Красные ворота
— Замолчи, балаболка! — прикрикнула Настя. — А ты, Петр, глупости не говори. Не нужен мне твой Дубинин.
— Подумай все же, Настя, подумай… — заключил Петр со вздохом.
18Коншин с Володькой поджидали Михаила Михайловича на углу Колхозной и 1-й Мещанской, около ночного известного всем магазина. Не очень-то охотно Марк дал согласие показать свои работы, буркнув, что не любит пустой болтовни об искусстве, которой неизбежно будет сопровождаться этот визит. Михаил Михайлович появился вовремя в своем потертом кожаном пальтишке и какой-то легкомысленной кепочке, похожий чем-то на Шмагу из фильма «Без вины виноватые». Коншин познакомил его с Володькой, и они отправились в Лавровский переулок, где недавно в деревянном особнячке снял Марк мастерскую у вдовы художника.

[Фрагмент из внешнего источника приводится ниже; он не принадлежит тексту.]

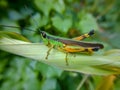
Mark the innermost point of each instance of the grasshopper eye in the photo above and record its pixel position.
(43, 34)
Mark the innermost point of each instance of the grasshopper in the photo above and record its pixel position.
(67, 45)
(70, 45)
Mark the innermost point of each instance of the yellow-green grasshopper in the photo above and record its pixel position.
(67, 45)
(70, 45)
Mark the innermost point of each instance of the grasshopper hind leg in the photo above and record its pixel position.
(66, 59)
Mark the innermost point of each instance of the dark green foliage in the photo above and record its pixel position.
(68, 18)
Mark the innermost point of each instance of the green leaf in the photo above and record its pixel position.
(87, 22)
(96, 64)
(62, 24)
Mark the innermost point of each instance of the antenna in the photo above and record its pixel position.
(16, 27)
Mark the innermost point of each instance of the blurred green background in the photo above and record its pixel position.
(65, 18)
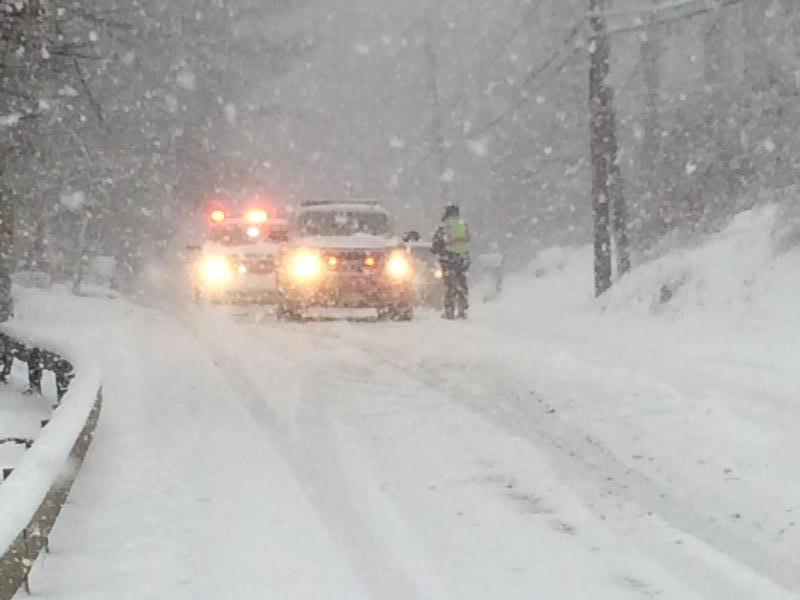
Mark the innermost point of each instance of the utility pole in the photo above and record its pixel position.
(439, 146)
(600, 126)
(6, 254)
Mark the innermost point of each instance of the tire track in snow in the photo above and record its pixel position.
(587, 459)
(320, 472)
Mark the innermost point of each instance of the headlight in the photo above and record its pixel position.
(305, 265)
(398, 266)
(216, 270)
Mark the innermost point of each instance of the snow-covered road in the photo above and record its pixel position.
(242, 458)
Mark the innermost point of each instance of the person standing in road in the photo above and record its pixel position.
(451, 243)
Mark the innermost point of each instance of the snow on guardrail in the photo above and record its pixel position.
(32, 497)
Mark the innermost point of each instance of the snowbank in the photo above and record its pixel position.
(48, 462)
(744, 276)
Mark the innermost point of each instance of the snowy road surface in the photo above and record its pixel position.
(241, 458)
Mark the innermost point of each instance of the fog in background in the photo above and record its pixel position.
(121, 120)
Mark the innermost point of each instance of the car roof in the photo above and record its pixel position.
(344, 206)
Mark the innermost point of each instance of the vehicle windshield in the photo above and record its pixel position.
(234, 236)
(343, 223)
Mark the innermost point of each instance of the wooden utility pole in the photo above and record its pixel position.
(437, 125)
(601, 127)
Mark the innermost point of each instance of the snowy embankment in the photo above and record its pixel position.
(31, 497)
(552, 446)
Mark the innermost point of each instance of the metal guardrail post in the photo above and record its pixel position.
(18, 560)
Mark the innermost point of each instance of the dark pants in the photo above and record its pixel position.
(456, 288)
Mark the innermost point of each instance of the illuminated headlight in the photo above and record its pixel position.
(398, 266)
(305, 266)
(216, 270)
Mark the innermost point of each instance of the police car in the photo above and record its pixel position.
(238, 261)
(345, 255)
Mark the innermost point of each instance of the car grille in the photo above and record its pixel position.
(258, 265)
(355, 261)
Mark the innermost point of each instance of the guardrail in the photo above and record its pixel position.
(33, 494)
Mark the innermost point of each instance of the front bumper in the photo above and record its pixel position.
(242, 288)
(349, 290)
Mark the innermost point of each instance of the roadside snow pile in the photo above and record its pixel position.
(746, 274)
(747, 270)
(48, 460)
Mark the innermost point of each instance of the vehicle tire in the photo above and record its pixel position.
(403, 313)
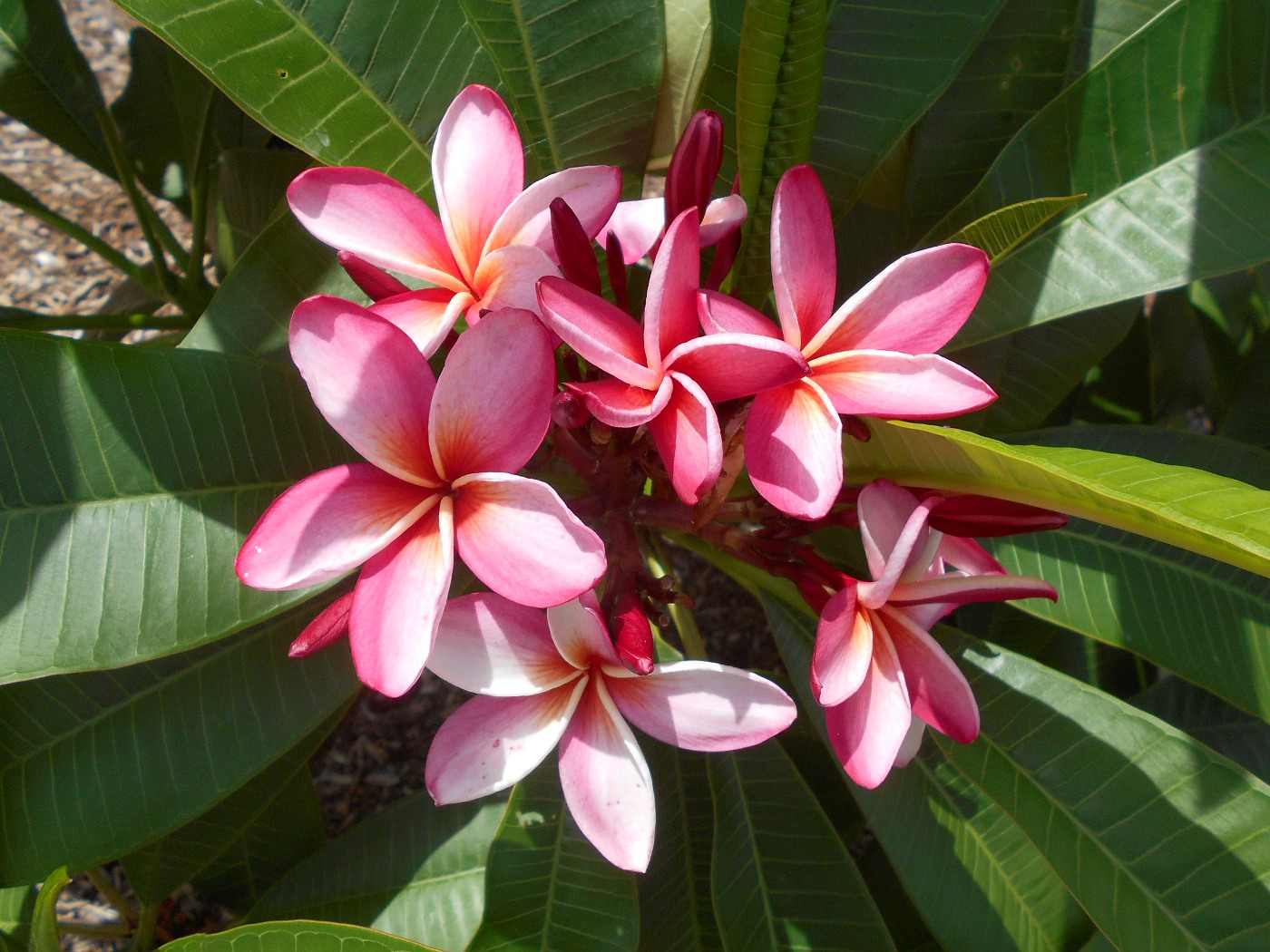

Марк встретил их без особых эмоций, показал, где раздеться, и провел в мастерскую — большую комнату с огромным окном во всю стену.
— Настоящая, прекрасная мастерская, — заметил Михаил Михайлович, с видимым удовольствием принюхиваясь к запаху масляных красок и разбавителей. — Тут можно работать. Сколько платите?
— Пятьсот, — ответил Марк и закурил.
Работы он свои не выставил. И всем стало как-то неловко — может, он вообще раздумал. Михаил Михайлович откашлялся и неуверенно пробормотал:
— Может быть, для знакомства надо было принести чего-нибудь, — и щелкнул пальцами.
— Нет уж, увольте, мы же работать собрались, а не лясы точить, — хмуро ответил Марк.
— Вижу, человек вы серьезный, — улыбнулся Михаил Михайлович.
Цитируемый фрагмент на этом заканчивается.